Vast.ai is a cloud computing, matchmaking and aggregation service focused on lowering the price of compute-intensive workloads.

We have been hosting a few systems on the vast.ai platform and it is absolutely vital to test the system before making it live.

To be able to get the most out of vast.ai and your hardware investment it is essential to get verified by vast.ai. This tutorial is intended to help you test your system to ensure it will pass the verification process easily.

We assume that you have a host listed on vast.ai and that you can find it under the CLIENT Create section.

This test aims to run a tensor flow workload that would be typical to what would be deployed by clients on vast.ai. You might be mistaken in thinking a crypto mining test would be adequate to test your system but sadly it is grossly inefficient.

Step 1: Configure the docker OS image

Use the vastai/tesorflow image and select latest version. Select the Launch Mode:Run a jupyter-python notebook

The jupyter-python notebook is by far the easiest way to get access to your running docker instance. You can also use an SSH terminal program to connect but it is beyond this guide.

Step 2: find and rent the host you want to test

Modify the filters to find your system, in this case, we will be renting 8 RTX 2070S system

If you can’t find it make sure you tick the Unavailable offers as well as the unverified Machines.

Although it shows YOU RENTED and is greyed out you can still click on the button to create your instance.

Step 3: Connect to your system

Go to the CLIENT->Instances section and scroll down to find the new instances.

Once the connect button is available, click on it to open the jupyter-python notebook tab in your browser. It might take a few minutes to work so give it time to load and for the servers to update.

Step 4. Open a terminal

Click on the New tab and Terminal to open another tab in the browser with a CLI Terminal that you can use to access the running docker image.

Step 5: Run the stress test.

Before pasting the below command ensure to change –num_gpus=8 to match the amount of GPUs in the system. In this case, it was 8.

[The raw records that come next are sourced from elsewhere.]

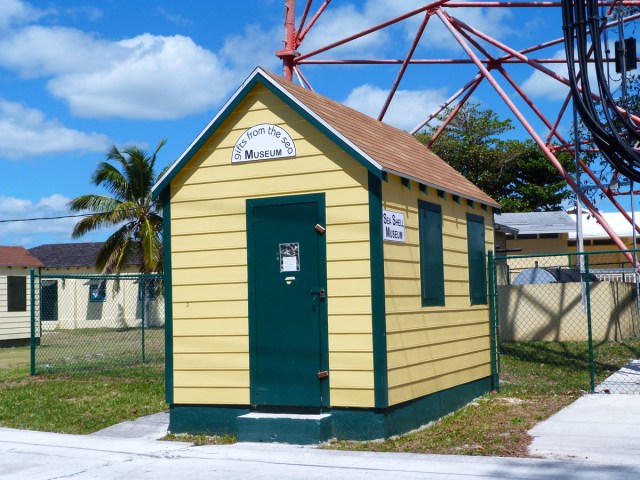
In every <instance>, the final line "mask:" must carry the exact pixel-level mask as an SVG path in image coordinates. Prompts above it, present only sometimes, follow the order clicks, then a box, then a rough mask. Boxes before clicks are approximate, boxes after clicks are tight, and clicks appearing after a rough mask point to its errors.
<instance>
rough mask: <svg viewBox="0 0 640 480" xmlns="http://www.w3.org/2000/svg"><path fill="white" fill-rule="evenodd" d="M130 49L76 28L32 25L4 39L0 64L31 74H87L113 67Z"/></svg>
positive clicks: (2, 65) (11, 34) (1, 40)
mask: <svg viewBox="0 0 640 480" xmlns="http://www.w3.org/2000/svg"><path fill="white" fill-rule="evenodd" d="M130 50H131V49H127V48H126V47H125V46H122V45H120V44H118V43H115V42H109V41H106V40H101V39H100V38H98V37H97V36H96V35H93V34H88V33H84V32H82V31H80V30H76V29H73V28H65V27H42V26H30V27H27V28H24V29H21V30H17V31H15V32H13V33H12V34H11V35H7V36H5V37H4V38H2V39H0V65H2V66H4V67H6V68H10V69H13V70H15V71H17V72H19V73H20V74H21V75H22V76H24V77H27V78H35V77H50V76H53V77H56V76H65V75H73V74H83V73H84V74H86V73H90V72H100V71H105V70H109V69H111V68H113V66H114V65H116V64H117V63H118V62H119V61H122V60H123V59H126V57H127V54H128V53H131V54H135V52H130Z"/></svg>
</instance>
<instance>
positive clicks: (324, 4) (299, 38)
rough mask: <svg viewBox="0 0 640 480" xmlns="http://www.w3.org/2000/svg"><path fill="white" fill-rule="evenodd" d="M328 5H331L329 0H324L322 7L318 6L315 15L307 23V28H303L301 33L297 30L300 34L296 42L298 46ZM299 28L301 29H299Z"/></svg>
mask: <svg viewBox="0 0 640 480" xmlns="http://www.w3.org/2000/svg"><path fill="white" fill-rule="evenodd" d="M309 3H311V2H309ZM330 3H331V0H324V3H323V4H322V5H320V8H319V9H318V11H317V12H316V13H315V15H314V16H313V17H312V18H311V20H310V21H309V25H308V26H307V28H305V29H304V30H303V31H302V32H300V30H298V31H299V32H300V33H298V40H297V41H298V45H300V44H301V43H302V41H303V40H304V37H306V36H307V33H308V32H309V30H310V29H311V27H313V25H315V23H316V22H317V21H318V18H320V15H322V12H324V10H325V8H327V7H328V6H329V4H330ZM300 28H302V27H300Z"/></svg>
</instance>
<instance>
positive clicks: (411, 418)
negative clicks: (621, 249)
mask: <svg viewBox="0 0 640 480" xmlns="http://www.w3.org/2000/svg"><path fill="white" fill-rule="evenodd" d="M490 388H491V377H485V378H481V379H478V380H474V381H472V382H469V383H465V384H462V385H458V386H456V387H452V388H449V389H446V390H442V391H439V392H435V393H432V394H430V395H426V396H424V397H421V398H418V399H415V400H411V401H409V402H405V403H402V404H399V405H394V406H393V407H390V408H385V409H362V408H332V409H331V410H330V411H329V412H328V413H329V415H328V416H322V417H318V418H317V420H316V421H315V422H314V421H313V420H312V422H313V423H315V424H316V425H312V427H313V428H314V430H315V432H316V433H317V434H318V442H320V441H323V439H325V438H337V439H339V440H375V439H379V438H388V437H391V436H393V435H400V434H404V433H407V432H409V431H411V430H414V429H416V428H419V427H421V426H423V425H426V424H428V423H429V422H432V421H434V420H437V419H439V418H442V417H443V416H445V415H447V414H449V413H451V412H453V411H455V410H457V409H459V408H461V407H463V406H464V405H466V404H467V403H469V402H470V401H472V400H473V399H474V398H478V397H479V396H481V395H484V394H485V393H488V392H489V391H490ZM249 412H250V410H249V407H247V406H243V405H222V406H215V405H171V408H170V410H169V419H170V420H169V431H170V432H172V433H191V434H204V435H238V434H240V433H243V429H245V428H246V426H245V425H243V422H244V421H245V419H246V417H245V419H243V418H242V417H243V416H246V415H247V414H249ZM260 420H262V419H258V420H255V421H256V422H258V421H260ZM264 420H265V423H264V426H260V427H257V428H259V429H258V430H257V431H254V432H253V433H251V437H250V438H247V439H245V440H244V441H255V440H256V438H257V437H259V441H272V442H277V441H286V440H283V437H282V436H283V435H284V436H286V435H287V434H288V433H289V432H290V431H291V430H292V428H294V427H293V425H292V423H291V421H290V420H287V419H283V418H282V417H280V418H278V416H274V417H272V418H271V419H269V418H268V417H266V418H265V419H264ZM301 420H302V422H308V421H309V420H310V419H309V418H303V419H301ZM295 429H296V430H297V433H296V437H297V438H300V435H301V434H302V435H303V438H302V443H307V444H308V443H313V442H311V441H309V439H310V438H311V437H310V436H309V433H310V430H309V425H296V426H295ZM268 432H269V434H267V433H268ZM274 433H275V435H274ZM311 433H313V432H311ZM238 437H239V440H241V441H243V439H242V438H241V435H238ZM296 441H297V440H296Z"/></svg>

bash -c ‘apt -y update; apt install -y git; git clone https://github.com/tensorflow/benchmarks.git; cd benchmarks; git checkout 7d578b912c16c138e819ea9bf40113f8c7ae6811; cd scripts/tf_cnn_benchmarks/; python3 tf_cnn_benchmarks.py –data_format=NCHW –batch_size=128 –model=resnet50 –optimizer=momentum –variable_update=replicated –nodistortions –gradient_repacking=8 –num_gpus=8 –num_epochs=90 –weight_decay=1e-4 –data_dir=${DATA_DIR} –use_fp16 –train_dir=${CKPT_DIR} –allow_growth=True’

The output should look like this after about 2-5 min.

It is recommended to run this test for a few hours to ensure your system is capable of handling this type of workloads. This test might not reveal all the reason why you could fail verification but it is a big improvement over using a cryptocurrency miner.